Currency Pipeline

- 3 mins read

The application leverages Airflow and Docker to automate the retrieval of currency exchange rates for the past four weeks, using the Malaysian Ringgit (MYR) as the base currency. The pipeline generates a report with visualizations and automatically sends a weekly email notification to users with the attachments.

Configuration

The pipeline runs on multiple Docker containers and consists of three main components: Webserver, PostgreSQL, and MySQL.

  • Webserver: Hosts Apache Airflow’s web UI for managing DAGs. Instead of using a pre-built image, it was built from a custom Dockerfile. The webserver mounts multiple volumes for DAGs and stored files. Notably, the store_files directory is accessible by both the webserver and MySQL, enabling file sharing and data cleaning within the MySQL database. Additionally, the webserver has an SMTP (Simple Mail Transfer Protocol) setup, allowing Airflow to send automated emails via external mail servers (e.g., Gmail).
  • MySQL: Stores the generated reports and performs data preprocessing within DAGs.
  • PostgreSQL: Serves as Airflow’s metadata database, storing DAGs, task statuses, and logs.

PostgreSQL and MySQL are initialized by pulling pre-built images from Docker Hub, whereas the webserver runs on port 8080 and depends on both databases, ensuring it does not start until they are fully operational. The configuration details can be found in docker-compose-LocalExecutor.yml and the Dockerfile.

The data pipeline is illustrated below:

AIMM ICC Boat

Pipeline Process

  1. Retrieving Exchange Rates
    A Python script (currency_rates.py) retrieves the latest exchange rates via an API. The script generates a CSV file and a line plot to visualize recent trends.
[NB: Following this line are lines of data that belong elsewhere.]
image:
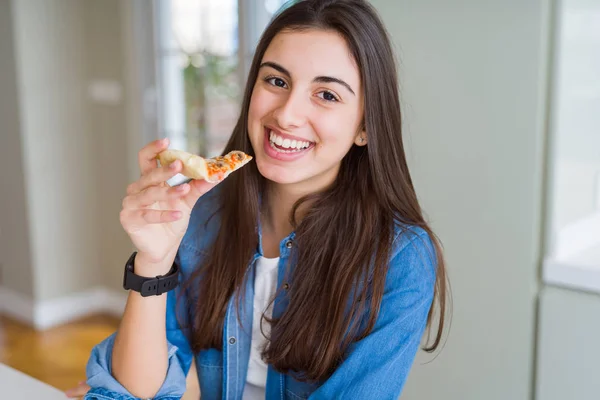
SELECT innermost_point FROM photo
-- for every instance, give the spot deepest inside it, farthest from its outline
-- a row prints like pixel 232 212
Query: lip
pixel 272 153
pixel 286 136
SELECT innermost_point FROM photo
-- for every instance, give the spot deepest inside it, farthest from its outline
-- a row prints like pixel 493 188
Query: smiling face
pixel 306 108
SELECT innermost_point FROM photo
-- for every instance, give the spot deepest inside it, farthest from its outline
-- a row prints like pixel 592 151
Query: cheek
pixel 336 129
pixel 260 105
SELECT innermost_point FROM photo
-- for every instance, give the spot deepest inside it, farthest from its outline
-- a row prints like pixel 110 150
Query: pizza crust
pixel 193 166
pixel 196 167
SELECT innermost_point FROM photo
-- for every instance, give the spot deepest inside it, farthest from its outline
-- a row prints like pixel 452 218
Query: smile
pixel 286 145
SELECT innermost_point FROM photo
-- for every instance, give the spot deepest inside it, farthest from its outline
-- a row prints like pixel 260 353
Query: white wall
pixel 64 157
pixel 15 258
pixel 58 147
pixel 473 81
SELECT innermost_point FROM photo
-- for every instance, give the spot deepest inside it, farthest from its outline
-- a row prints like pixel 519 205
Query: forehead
pixel 311 53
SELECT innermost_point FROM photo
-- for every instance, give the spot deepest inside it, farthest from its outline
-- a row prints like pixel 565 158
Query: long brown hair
pixel 342 246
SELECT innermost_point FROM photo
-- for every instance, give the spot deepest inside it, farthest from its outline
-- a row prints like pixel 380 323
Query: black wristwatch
pixel 149 286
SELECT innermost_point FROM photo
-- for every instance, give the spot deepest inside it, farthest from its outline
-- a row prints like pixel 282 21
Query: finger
pixel 157 176
pixel 78 391
pixel 153 194
pixel 147 155
pixel 197 189
pixel 133 219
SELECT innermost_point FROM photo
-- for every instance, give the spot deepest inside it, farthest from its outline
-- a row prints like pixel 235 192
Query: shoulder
pixel 413 260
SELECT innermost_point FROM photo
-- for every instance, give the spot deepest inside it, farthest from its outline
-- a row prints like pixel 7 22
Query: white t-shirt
pixel 265 285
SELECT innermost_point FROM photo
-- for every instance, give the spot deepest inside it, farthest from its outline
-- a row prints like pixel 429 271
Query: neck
pixel 280 201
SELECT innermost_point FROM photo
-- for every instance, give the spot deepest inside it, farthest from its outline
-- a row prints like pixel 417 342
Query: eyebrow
pixel 320 79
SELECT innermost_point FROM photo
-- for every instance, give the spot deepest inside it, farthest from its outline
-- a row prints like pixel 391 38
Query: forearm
pixel 140 352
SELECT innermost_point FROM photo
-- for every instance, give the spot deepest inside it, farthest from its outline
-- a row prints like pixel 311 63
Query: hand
pixel 79 391
pixel 155 215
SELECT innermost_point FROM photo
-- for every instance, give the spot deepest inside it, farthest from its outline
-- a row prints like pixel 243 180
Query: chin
pixel 277 174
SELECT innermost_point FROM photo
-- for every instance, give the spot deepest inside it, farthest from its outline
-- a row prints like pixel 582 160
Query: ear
pixel 361 138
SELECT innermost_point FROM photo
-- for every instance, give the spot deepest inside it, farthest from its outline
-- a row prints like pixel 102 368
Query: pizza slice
pixel 210 169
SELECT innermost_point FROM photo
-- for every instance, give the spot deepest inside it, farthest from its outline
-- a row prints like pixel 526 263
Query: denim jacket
pixel 375 367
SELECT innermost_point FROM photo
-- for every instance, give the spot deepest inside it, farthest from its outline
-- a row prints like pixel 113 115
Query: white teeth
pixel 293 145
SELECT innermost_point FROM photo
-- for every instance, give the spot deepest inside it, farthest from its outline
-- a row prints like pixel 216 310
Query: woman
pixel 320 244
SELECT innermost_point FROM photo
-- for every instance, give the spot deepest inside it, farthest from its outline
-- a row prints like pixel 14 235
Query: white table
pixel 17 385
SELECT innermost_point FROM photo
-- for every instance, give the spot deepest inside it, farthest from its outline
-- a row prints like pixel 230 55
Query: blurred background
pixel 501 104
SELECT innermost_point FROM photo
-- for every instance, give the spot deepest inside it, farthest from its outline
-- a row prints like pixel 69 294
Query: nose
pixel 293 111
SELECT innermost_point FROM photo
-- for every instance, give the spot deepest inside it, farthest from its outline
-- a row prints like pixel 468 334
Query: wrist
pixel 148 267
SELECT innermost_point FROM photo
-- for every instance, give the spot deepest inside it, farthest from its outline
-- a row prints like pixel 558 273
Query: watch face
pixel 128 270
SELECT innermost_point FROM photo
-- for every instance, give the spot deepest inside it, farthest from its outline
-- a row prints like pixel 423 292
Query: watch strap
pixel 149 286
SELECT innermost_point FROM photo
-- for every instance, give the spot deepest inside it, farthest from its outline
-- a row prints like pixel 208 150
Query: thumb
pixel 198 188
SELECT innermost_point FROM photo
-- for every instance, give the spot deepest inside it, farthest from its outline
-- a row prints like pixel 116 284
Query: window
pixel 204 48
pixel 573 257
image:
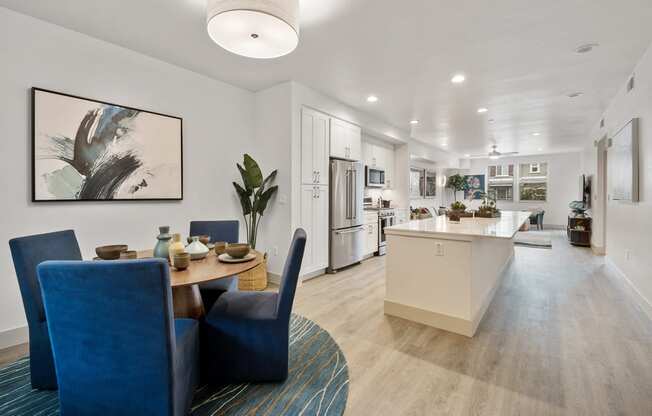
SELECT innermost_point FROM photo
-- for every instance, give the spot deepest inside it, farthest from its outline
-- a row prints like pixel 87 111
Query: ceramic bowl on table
pixel 220 247
pixel 237 251
pixel 181 261
pixel 111 252
pixel 204 239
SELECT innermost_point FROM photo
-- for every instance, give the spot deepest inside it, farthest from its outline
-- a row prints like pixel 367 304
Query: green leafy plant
pixel 458 206
pixel 254 195
pixel 456 183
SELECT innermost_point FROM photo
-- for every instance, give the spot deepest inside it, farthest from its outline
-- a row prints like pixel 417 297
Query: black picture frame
pixel 35 90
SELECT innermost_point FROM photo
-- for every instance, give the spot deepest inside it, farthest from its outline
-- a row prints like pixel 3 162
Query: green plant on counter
pixel 254 195
pixel 456 183
pixel 458 206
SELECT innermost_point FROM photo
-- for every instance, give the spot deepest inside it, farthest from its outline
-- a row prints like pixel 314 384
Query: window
pixel 535 168
pixel 431 184
pixel 417 182
pixel 533 182
pixel 501 182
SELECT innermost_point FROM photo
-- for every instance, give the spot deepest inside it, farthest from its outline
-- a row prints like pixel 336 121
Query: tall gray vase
pixel 161 250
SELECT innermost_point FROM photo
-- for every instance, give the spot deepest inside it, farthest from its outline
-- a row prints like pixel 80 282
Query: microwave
pixel 375 177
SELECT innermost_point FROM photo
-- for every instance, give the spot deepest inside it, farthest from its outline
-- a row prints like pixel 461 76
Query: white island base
pixel 444 274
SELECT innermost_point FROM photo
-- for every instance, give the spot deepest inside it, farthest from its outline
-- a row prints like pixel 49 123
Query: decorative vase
pixel 197 249
pixel 176 247
pixel 161 250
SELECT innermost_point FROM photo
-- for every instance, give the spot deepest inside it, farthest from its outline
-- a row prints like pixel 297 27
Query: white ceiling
pixel 518 57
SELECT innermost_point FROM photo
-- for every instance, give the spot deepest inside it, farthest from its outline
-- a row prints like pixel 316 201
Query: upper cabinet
pixel 346 140
pixel 382 157
pixel 315 144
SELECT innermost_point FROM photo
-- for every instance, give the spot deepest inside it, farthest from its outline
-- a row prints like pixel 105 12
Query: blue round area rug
pixel 317 384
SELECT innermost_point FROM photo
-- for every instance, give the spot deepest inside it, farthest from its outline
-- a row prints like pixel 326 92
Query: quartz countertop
pixel 504 227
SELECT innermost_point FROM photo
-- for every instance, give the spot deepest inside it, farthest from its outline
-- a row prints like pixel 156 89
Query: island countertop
pixel 438 227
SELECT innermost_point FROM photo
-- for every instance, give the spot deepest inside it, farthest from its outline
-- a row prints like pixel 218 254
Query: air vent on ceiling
pixel 630 84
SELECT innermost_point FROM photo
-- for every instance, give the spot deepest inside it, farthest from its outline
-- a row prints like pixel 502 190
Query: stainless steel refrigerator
pixel 346 213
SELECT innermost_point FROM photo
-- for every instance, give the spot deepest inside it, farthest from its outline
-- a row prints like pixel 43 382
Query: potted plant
pixel 457 211
pixel 254 194
pixel 456 183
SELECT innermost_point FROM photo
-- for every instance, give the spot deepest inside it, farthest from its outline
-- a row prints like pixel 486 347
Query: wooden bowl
pixel 110 252
pixel 204 239
pixel 220 247
pixel 129 255
pixel 181 261
pixel 237 251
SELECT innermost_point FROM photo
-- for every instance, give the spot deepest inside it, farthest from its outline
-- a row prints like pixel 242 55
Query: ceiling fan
pixel 495 154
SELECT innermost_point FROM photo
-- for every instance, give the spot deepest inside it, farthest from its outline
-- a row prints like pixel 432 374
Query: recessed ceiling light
pixel 586 48
pixel 458 79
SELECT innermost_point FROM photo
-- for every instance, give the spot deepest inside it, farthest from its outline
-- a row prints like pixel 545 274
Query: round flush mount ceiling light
pixel 586 48
pixel 458 79
pixel 261 29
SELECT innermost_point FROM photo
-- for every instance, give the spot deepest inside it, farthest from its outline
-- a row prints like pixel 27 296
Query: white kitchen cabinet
pixel 371 233
pixel 314 219
pixel 346 140
pixel 315 147
pixel 378 156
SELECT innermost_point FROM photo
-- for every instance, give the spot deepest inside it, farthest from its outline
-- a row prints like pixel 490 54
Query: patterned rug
pixel 318 384
pixel 533 239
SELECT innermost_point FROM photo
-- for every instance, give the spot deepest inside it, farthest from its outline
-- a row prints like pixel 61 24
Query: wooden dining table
pixel 186 298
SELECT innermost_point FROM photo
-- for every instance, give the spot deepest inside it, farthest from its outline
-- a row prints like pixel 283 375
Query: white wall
pixel 563 184
pixel 628 239
pixel 218 128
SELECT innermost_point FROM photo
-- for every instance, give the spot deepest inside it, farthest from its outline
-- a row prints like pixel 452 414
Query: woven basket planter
pixel 254 279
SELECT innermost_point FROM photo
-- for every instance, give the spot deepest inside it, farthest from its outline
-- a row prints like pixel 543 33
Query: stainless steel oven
pixel 386 218
pixel 374 177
These files are saved in the store_files directory, allowing seamless file sharing between Airflow and MySQL. File sensors in the DAG ensure that the files are created before proceeding to data insertion.

  2. Data Processing in MySQL
    The script (mysql_queries.py) establishes a connection to the MySQL database using predefined credentials. Upon a successful connection, SQL queries are executed to create, insert, and sort the retrieved data. The cleaned table is stored in MySQL, and the CSV file is renamed with a timestamp (e.g., store_files/currency_rates_20250203_0933.csv) for easy historical lookup.

  3. Automated Email Notification
    The final step involves using the Airflow EmailOperator to send an automated email with the CSV file and line plot attached. The email is scheduled to be sent weekly, summarizing exchange rate trends over the past four weeks.

Implementaion in Airflow DAGs

The workflow is orchestrated using Airflow DAGs, with the PythonOperator executing Python scripts for data retrieval, preprocessing, and file handling. Each task is defined as a separate operator, ensuring modular execution and easier debugging.

This project showcases the creation of a data pipeline, enhancing my understanding of Docker and Airflow. Potential improvements include deploying the pipeline to the cloud for full automation and integrating Metabase for more flexible and interactive visualizations. The project can be found on Github.